Welcome my first guest blogger.
If you try to set up a comprehensive self-education program all at once, you run the risk of stumbling, missing your ambitious learning goals, and becoming discouraged.
IMO, the better tactic is to develop the habit of learning new things every day. The best way I know to do that is to read constantly. And the best way to read constantly is to always have a book (or books) right next to your bed.
This is what my bedside drawer looks like right now:
When I wake up in the morning, the first thing I do is grab a coffee and pick up a book. When I go to bed at night, the last thing I do is floss -- and then pick up a book.
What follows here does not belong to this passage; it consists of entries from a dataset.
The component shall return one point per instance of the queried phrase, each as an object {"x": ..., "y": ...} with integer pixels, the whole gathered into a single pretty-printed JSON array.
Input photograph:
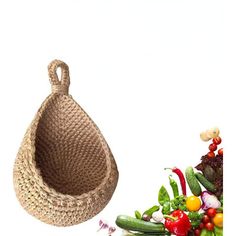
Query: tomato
[
  {"x": 209, "y": 226},
  {"x": 220, "y": 152},
  {"x": 212, "y": 147},
  {"x": 197, "y": 232},
  {"x": 211, "y": 154},
  {"x": 217, "y": 140},
  {"x": 201, "y": 226},
  {"x": 218, "y": 220},
  {"x": 211, "y": 212},
  {"x": 205, "y": 219},
  {"x": 193, "y": 203}
]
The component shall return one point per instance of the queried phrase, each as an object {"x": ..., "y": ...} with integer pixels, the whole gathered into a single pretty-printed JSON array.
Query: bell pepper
[{"x": 177, "y": 223}]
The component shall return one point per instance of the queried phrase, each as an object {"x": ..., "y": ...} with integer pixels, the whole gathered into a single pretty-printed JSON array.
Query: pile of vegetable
[{"x": 200, "y": 214}]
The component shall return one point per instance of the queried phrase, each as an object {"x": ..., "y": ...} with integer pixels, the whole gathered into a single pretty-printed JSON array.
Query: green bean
[
  {"x": 174, "y": 187},
  {"x": 163, "y": 196}
]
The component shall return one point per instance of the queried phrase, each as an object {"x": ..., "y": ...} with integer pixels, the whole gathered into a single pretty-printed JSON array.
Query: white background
[{"x": 151, "y": 74}]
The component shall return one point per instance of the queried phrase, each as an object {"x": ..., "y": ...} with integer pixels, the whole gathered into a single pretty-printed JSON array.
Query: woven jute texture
[{"x": 64, "y": 172}]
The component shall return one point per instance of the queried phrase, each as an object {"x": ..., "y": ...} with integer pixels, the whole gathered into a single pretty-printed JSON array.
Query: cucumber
[
  {"x": 151, "y": 210},
  {"x": 130, "y": 223},
  {"x": 207, "y": 184},
  {"x": 192, "y": 181}
]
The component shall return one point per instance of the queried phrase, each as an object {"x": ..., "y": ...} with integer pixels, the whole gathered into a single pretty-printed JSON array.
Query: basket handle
[{"x": 59, "y": 86}]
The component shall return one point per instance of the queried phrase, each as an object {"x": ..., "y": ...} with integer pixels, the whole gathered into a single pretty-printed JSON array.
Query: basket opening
[{"x": 69, "y": 153}]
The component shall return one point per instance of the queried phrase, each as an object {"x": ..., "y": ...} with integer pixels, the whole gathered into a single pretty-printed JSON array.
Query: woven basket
[{"x": 64, "y": 172}]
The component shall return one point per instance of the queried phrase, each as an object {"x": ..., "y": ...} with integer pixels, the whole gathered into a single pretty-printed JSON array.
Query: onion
[{"x": 209, "y": 200}]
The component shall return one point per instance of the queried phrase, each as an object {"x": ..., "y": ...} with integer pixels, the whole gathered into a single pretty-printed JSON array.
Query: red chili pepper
[
  {"x": 177, "y": 223},
  {"x": 181, "y": 178}
]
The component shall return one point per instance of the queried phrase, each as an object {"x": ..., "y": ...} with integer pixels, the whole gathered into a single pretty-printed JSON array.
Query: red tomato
[
  {"x": 205, "y": 219},
  {"x": 201, "y": 226},
  {"x": 220, "y": 152},
  {"x": 217, "y": 140},
  {"x": 209, "y": 226},
  {"x": 211, "y": 212},
  {"x": 197, "y": 232},
  {"x": 211, "y": 154},
  {"x": 212, "y": 147}
]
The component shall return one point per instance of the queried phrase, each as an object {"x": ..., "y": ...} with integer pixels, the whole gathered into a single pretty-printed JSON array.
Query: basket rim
[{"x": 50, "y": 191}]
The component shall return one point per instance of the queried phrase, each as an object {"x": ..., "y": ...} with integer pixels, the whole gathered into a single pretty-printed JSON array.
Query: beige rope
[
  {"x": 64, "y": 173},
  {"x": 59, "y": 86}
]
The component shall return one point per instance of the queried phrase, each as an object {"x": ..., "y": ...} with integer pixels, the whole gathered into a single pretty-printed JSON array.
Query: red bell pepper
[{"x": 177, "y": 223}]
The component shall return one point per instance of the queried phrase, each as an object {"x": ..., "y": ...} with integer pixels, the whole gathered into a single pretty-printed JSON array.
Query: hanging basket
[{"x": 64, "y": 172}]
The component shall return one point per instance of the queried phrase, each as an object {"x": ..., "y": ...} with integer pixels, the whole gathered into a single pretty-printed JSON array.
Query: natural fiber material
[{"x": 64, "y": 172}]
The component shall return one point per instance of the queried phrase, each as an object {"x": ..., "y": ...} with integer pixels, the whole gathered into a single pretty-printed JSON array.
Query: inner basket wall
[{"x": 69, "y": 152}]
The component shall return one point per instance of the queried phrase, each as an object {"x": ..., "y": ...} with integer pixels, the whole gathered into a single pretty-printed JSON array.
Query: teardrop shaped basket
[{"x": 64, "y": 172}]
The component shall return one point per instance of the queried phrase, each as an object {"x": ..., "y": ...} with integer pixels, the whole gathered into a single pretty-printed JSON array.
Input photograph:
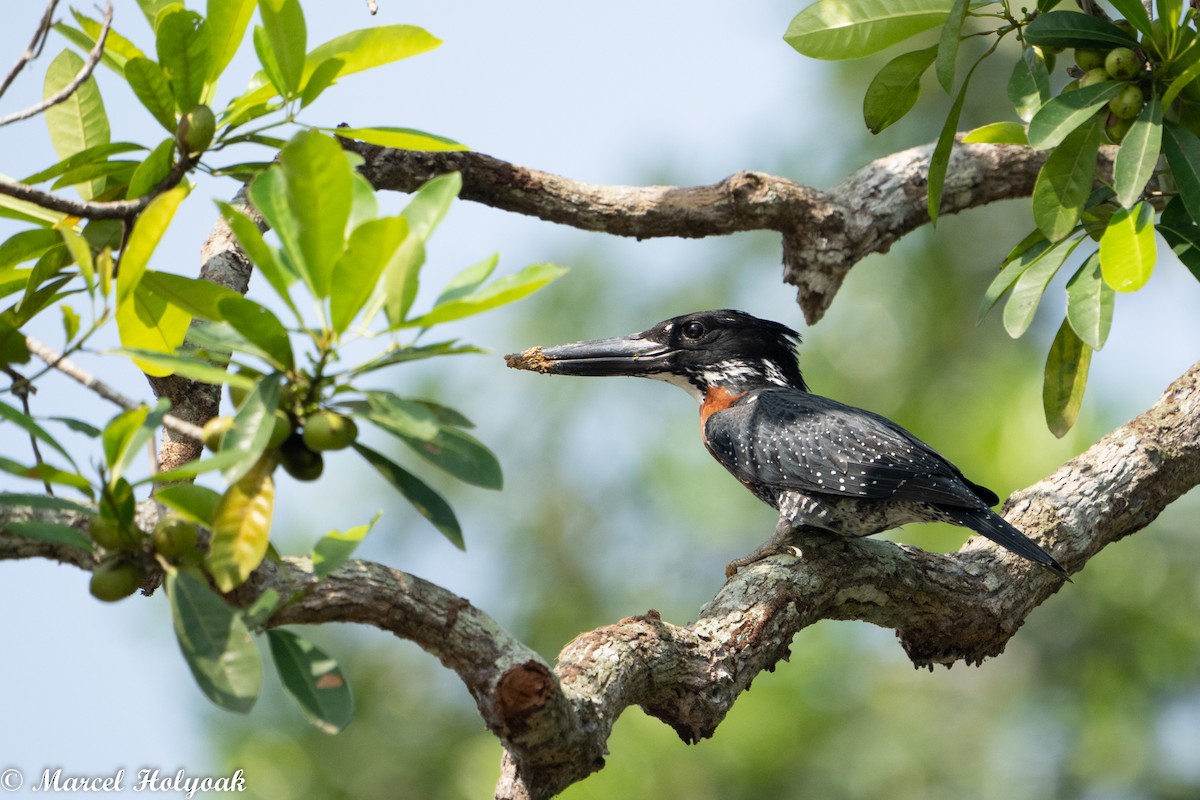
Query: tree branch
[
  {"x": 825, "y": 232},
  {"x": 71, "y": 370},
  {"x": 555, "y": 722},
  {"x": 71, "y": 88},
  {"x": 35, "y": 46}
]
You can see from the above photo that there's not much rhyme or reason to the book selections... just stuff I think is interesting. Every few months I blow a hundred bucks on Amazon and add 7 or 8 titles to my stack.
(Interestingly, you mentioned "neuroscience, mathematics, coding, critical thinking, behavioral economics" in your question details... you might actually enjoy a few of the books you see above.)
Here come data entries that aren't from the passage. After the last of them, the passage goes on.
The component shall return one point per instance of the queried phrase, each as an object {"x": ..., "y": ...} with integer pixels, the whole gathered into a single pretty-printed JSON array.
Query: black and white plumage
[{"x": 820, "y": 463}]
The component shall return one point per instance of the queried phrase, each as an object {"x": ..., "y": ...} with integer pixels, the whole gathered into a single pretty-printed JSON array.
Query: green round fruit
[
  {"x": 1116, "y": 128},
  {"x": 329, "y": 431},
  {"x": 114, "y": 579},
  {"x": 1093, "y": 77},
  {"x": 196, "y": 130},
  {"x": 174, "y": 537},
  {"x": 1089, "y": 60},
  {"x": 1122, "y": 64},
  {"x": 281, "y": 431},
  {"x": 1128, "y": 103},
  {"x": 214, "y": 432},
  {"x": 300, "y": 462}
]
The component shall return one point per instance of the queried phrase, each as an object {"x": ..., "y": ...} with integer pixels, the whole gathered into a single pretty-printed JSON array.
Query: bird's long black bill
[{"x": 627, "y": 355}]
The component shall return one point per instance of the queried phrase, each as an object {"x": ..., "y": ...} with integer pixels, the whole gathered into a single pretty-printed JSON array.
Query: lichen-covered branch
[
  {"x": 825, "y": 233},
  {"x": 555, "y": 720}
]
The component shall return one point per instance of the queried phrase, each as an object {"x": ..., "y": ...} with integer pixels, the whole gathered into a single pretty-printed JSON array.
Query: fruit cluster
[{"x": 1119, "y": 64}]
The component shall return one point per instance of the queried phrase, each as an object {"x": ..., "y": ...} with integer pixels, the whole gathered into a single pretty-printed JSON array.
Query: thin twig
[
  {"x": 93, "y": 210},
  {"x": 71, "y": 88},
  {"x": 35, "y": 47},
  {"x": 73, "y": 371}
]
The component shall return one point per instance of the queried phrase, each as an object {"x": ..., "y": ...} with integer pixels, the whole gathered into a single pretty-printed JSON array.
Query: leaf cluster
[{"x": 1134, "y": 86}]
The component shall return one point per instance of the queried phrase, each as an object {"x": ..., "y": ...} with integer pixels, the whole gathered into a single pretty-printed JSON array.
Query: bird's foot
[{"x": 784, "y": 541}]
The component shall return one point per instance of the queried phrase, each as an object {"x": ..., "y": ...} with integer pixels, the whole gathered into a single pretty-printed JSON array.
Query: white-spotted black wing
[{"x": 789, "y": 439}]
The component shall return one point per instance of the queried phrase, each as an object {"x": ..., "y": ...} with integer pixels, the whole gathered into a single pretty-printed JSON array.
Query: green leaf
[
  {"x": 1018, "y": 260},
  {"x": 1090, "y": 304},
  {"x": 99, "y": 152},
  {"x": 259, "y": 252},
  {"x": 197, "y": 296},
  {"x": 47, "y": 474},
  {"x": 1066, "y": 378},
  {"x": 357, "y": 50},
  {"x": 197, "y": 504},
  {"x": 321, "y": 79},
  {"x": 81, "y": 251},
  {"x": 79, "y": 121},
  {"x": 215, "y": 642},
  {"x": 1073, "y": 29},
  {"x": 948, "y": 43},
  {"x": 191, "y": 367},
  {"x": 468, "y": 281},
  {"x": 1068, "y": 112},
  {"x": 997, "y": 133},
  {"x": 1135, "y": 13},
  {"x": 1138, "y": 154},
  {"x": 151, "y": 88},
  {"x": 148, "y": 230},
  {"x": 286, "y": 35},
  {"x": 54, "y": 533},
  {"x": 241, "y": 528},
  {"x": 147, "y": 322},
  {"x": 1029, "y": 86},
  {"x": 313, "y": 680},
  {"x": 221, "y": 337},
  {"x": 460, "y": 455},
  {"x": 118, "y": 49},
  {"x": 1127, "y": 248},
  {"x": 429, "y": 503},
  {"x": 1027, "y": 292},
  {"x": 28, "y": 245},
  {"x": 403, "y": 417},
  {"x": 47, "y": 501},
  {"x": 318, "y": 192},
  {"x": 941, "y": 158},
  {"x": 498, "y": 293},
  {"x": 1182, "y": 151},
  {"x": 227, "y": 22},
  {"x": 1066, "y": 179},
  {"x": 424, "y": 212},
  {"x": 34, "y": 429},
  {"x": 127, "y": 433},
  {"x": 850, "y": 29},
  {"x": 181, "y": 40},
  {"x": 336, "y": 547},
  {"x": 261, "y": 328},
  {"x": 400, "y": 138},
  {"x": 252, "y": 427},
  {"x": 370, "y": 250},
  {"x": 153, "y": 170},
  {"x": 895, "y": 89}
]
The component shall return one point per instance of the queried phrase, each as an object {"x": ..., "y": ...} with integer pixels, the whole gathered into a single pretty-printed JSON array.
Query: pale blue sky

I'm sympathetic to the idea that reading materials should be coordinated in an effort to make a "structured self-education" program... but I also recognize that the human brain craves diversity and gets bored easily. Personally, I find it more productive to focus less on what I'm reading, and focus more on reading consistently. If you regularly read books for an hour or two every day (which isn't hard... squeezing in 45 minutes of reading over coffee and breakfast is my favorite part of the day), you can burn through 20 or 30 or 40 books in any given calendar year. That's enough to digest all the seminal works in whichever field you think will help most in your career and still have time for Harry Potter and 50 Shades of Grey.
That said... Quora is a pretty awesome place to learn new things, too. If you can sneak in 30 minutes of Quora-ing in addition to everything I wrote above --- you'll be in good shape. Good luck.